A mes collègues soignants,
Aujourd’hui, tout le monde semble découvrir nos métiers. Leurs difficultés. Nous, nous savons. Nous savons que ce sont des métiers d’amour de l’autre, de don de soi, de générosité. Nous n’avons pas attendu le Covid-19 pour réfléchir à notre choix de métier. A notre choix de vie souvent difficile. Nous sommes toujours partants pour remplacer nos collègues car nous pensons d’abord aux patients. Nous pensons à nos collègues débordés. Nous pensons à la qualité des soins.
Nous faisons face à la violence. Qu’elle soit verbale ou physique. Nous faisons face aux crachats, aux insultes, aux menaces, aux familles violentes. En refoulant notre colère. En refoulant notre sentiment d’impuissance et d’incompréhension. Nous mettons de côté nos soucis personnels, notre fatigue, pour le bien-être de patients pas toujours faciles à gérer.
Pendant près de vingt ans, j’ai partagé votre quotidien. Vos vies. Vos peines. Vos colères. Vos tranches de fous rires. Pendant près de vingt ans, parfois pendant douze heures, j’ai arpenté les couloirs, de jour comme de nuit, la fatigue chevillée au corps. Comme beaucoup d’entre vous (je pense à mes collègues aides-soignantes, aux agents hospitaliers souvent oubliés), je suis démolie par mon métier. J’ai le corps usé avant l’heure par des gestes aux patients, qui, souvent, sans s’en rendre compte, sont violents envers nous.
Comme j’aurais souhaité être à vos côtés! Comme j’aurais aimé prendre ce café solidaire froid. Café du silence. Café de l’émotion contenue. Café de la pause méritée mais décriée par les visites. Café-pause après les moments éprouvants. Après la perte d’un patient (eh non, nous ne sommes pas habitués à la mort). Après une agression non méritée. Comme j’aurais souhaité surveiller votre fatigue comme vous le feriez pour moi. Ce n’est
pas nouveau. C’est une habitude que nous avons de veiller les uns sur les autres.

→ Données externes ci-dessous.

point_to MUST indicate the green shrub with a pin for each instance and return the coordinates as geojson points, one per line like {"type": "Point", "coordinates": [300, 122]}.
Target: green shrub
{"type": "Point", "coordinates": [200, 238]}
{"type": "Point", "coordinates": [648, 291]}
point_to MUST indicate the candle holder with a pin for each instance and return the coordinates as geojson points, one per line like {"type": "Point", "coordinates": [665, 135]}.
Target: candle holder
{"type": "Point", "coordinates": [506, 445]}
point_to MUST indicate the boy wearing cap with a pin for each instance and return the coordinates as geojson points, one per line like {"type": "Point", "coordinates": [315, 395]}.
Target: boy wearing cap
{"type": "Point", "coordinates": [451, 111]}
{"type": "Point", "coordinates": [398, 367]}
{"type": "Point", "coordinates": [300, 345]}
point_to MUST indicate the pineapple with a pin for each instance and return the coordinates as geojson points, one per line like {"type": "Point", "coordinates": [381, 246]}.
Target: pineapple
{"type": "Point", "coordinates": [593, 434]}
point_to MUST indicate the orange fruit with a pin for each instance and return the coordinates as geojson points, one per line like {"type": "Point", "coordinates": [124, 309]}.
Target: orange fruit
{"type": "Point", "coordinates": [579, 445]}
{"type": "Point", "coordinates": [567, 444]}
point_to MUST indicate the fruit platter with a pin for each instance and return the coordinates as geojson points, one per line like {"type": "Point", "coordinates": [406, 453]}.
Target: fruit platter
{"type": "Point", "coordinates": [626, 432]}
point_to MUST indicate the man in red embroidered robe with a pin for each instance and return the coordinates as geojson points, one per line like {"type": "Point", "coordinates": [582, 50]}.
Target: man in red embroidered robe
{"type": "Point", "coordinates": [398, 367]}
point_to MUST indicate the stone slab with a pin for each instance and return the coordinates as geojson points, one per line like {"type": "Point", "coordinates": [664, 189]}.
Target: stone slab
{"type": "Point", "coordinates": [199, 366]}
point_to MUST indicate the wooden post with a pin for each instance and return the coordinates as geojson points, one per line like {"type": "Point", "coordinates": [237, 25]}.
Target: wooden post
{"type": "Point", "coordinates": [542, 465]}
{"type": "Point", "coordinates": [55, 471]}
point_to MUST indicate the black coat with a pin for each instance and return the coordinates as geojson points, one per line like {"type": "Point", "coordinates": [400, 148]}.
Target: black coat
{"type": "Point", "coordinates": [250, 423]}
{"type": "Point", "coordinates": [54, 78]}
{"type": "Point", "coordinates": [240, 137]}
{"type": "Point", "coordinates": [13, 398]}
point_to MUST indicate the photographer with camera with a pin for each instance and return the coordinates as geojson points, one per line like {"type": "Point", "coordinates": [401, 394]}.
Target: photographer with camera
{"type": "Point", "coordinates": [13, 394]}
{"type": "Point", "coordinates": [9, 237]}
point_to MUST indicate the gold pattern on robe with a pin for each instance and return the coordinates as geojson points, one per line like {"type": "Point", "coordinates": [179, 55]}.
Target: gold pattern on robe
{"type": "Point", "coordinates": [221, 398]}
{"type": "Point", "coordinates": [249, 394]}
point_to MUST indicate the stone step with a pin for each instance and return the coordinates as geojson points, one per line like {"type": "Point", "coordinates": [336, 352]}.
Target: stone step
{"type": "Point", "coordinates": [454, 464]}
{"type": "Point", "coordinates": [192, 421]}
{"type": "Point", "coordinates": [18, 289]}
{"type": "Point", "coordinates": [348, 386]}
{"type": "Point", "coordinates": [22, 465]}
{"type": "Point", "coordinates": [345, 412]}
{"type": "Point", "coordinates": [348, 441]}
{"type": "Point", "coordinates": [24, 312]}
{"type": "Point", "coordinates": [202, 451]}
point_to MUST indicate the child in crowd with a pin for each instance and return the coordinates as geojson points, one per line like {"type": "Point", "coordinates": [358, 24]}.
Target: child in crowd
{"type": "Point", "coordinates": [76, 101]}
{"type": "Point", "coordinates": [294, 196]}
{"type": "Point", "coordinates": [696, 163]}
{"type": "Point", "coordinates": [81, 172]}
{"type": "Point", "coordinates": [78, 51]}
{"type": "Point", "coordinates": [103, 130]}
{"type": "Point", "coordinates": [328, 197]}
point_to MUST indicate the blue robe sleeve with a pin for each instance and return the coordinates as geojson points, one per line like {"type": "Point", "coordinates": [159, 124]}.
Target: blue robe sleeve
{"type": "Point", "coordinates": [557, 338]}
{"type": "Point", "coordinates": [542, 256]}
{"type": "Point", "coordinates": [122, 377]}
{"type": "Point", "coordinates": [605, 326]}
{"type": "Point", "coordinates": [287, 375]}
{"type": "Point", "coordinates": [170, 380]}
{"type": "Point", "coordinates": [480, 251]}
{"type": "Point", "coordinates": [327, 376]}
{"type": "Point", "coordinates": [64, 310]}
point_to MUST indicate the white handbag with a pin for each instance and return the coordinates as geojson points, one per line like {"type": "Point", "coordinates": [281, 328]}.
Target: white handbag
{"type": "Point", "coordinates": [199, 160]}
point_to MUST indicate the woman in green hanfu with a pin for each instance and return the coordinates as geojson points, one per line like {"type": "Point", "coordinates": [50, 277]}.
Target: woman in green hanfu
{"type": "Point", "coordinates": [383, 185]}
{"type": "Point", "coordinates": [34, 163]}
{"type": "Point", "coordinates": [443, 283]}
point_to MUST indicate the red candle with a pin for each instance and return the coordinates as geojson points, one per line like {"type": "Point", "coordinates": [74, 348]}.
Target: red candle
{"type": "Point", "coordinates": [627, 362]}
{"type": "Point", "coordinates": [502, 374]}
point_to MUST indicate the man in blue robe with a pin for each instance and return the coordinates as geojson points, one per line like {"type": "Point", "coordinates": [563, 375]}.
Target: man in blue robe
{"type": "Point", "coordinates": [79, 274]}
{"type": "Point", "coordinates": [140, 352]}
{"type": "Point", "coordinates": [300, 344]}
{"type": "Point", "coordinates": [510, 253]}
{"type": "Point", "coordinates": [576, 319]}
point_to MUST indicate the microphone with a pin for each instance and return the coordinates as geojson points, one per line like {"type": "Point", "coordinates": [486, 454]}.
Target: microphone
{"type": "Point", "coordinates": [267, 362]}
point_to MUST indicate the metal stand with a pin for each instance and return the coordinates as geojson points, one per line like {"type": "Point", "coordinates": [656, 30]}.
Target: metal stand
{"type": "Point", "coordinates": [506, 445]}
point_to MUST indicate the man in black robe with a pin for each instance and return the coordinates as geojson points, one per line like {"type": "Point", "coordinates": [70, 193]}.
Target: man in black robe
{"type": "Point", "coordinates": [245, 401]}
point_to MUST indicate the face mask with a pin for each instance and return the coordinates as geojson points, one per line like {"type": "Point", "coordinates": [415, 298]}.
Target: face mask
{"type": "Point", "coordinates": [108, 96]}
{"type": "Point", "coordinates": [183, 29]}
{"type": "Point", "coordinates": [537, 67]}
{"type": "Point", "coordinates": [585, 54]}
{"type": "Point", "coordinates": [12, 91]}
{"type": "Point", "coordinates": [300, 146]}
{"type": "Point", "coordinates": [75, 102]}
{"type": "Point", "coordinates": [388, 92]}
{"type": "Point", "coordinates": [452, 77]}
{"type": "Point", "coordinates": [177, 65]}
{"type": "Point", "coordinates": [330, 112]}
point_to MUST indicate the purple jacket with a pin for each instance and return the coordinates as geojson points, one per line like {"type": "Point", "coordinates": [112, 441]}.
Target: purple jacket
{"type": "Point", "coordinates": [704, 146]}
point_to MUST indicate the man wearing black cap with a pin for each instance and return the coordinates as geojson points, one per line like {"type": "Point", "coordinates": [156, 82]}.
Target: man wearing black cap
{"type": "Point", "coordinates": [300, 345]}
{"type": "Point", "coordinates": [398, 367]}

Mes collègues soignants, en ces jours de confinement, je suis confinée comme les autres. Mon métier ayant eu raison de mon corps. De ma santé. Cependant, je pense à vous. A votre valeur enfin reconnue. A votre courage quotidien que le monde découvre, mais qui n’a rien de nouveau. Je pense à votre fatigue physique et mentale qui ne vous empêchent pas de continuer à prendre soin de vos patients.
Aujourd’hui, le monde vous salue aux fenêtres. Je ne le fais pas. Je ne le fais pas car il y a longtemps que j’applaudis votre courage. Il y a longtemps que j’entends vos cris de détresse. J’ai crié avec vous. Face au désert. Face à l’indifférence. J’ai vu les services s’alourdir. J’ai vu le personnel diminuer. J’ai remplacé au pied levé des collègues absents. Comme vous j’ai fait face aux restrictions. Je sais de quoi vous parlez. Ô pas la peine de m’expliquer. Je connais le fond de votre pensée. Je ne vous applaudirai pas car vous avez toujours été des héros ignorés. Blessés. Spoliés. Incompris. J’ai partagé ces moments. Nous ne sommes pas des héros quand nous faisons un métier que nous aimons. Que nous faisons du mieux que nous pouvons entre le manque de personnel, de matériel, de reconnaissance.
Collègues soignants, le Covid 19 vous a mis en avant. Je sais que vous n’aimez pas cela car vous préférez la discrétion. Tout ce bruit autour de vous, vous le mettez au service de ceux que vous soignez. Comme j’aurai souhaité
être auprès de vous en ces moments de crise. Près de vous afin de vous soulager un peu de votre fatigue chronique. A mon humble niveau d’aide-soignante. Faire des gestes avec vous sans aucune connotation héroïque. Prendre ce café froid après le départ d’un collègue que vous n’avez pas le temps de pleurer. Café dans lequel se reflète votre inquiétude pour vos familles, vos patients. Pour vous. Je pense à vous. A votre profonde fatigue. A votre manque récupération chronique.
Vous avez toujours été des héros. Mais le monde s’en fichait. Le monde fermait les yeux et restait sourd à vos appels. A vos demandes d’aide. Aujourd’hui, ils vous découvrent. Il était temps, mes collègues soignants. Il était temps.